This repository hosts the material for the final project of the Computer Vision and Pattern Recognition course, offered at University of Trieste in the academic year 2018/2019. All the scripts have been written in the Python programming language. In particular, the following dependencies have been employed: opencv-python
, sklearn
, numpy
, scipy
, pandas
. All the code used to conclude the assignment can be found in the CVPR_Project3.ipynb
file. There you can find all the functions, followed at the end by a "main cell" where all the tests have been set up.
The goal of this project is to implement an image classifier that is able to distinguish between different scenes. The approach adopted is the Bag-of-Words (BoW) model. The dataset to carry out the experiments (from [Lazebnik et al., (2006)]) has been provided and consists of 15 scene categories (office, kitchen, living room, bedroom, store, industrial, tall building, inside city, street, highway, coast, open country, mountain, forest, suburb). As we can see, the scenes can be conceptually "clustered" in three groupings: outdoors (e.g. coast, open country, mountain, forest), indoors e.g. (office, kitchen, store) and hybrid scenes (e.g. suburb). Images were split between a 1500-sized training set and a 2985-sized test set.
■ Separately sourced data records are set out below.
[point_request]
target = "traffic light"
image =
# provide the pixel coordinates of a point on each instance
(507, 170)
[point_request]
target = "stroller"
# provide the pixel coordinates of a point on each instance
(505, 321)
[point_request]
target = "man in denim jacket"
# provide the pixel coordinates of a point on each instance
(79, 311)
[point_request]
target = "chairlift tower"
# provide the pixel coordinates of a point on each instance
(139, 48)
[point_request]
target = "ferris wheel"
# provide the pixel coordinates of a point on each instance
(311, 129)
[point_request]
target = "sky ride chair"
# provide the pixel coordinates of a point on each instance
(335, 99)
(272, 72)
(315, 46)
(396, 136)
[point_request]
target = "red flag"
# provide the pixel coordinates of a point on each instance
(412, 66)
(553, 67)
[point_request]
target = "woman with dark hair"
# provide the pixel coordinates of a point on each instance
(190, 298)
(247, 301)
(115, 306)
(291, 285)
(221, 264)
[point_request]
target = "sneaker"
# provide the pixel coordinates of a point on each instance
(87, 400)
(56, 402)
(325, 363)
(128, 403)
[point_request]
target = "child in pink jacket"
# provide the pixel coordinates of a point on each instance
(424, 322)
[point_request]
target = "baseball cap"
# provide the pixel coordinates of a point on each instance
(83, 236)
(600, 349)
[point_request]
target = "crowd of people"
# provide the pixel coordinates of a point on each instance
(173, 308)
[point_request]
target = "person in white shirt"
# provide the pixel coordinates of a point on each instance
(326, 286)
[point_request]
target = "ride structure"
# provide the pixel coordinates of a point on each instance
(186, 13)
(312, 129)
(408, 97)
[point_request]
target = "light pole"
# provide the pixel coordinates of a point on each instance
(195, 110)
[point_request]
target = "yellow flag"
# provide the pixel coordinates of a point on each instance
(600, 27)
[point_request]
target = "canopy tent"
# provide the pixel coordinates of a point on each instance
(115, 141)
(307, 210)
The following tasks have been tackled and accomplished:
A visual vocabulay has been built has follows:
- I computed SIFT descriptors from all of the training images, building a quite large bank of 762,331 descriptors (then, each image had on average ~500 descriptors extracted). To do so I used the OpenCV implementation of SIFT to detect keypoints and then obtain a descriptor at the same location. To iterate over the training images, I defined a generator function to yield an image at a time, thus reducing memory consumption quite a lot. This functionality has been exploited throughout the project anytime there was the necessity to access the image files.
- Of these features, I sampled 100,000 to actually build the vocabulary. I quantized the 128-dimensional descriptors into k clusters. Investigated values for the parameter k were: 25, 50, 100, 200. To perform clustering I used the Scikit-Learn implementation of the k-means algorithm, which (after fitting) stores very handly the cluster centers in an attribute. In fact, the centroids themselves represent our visual words.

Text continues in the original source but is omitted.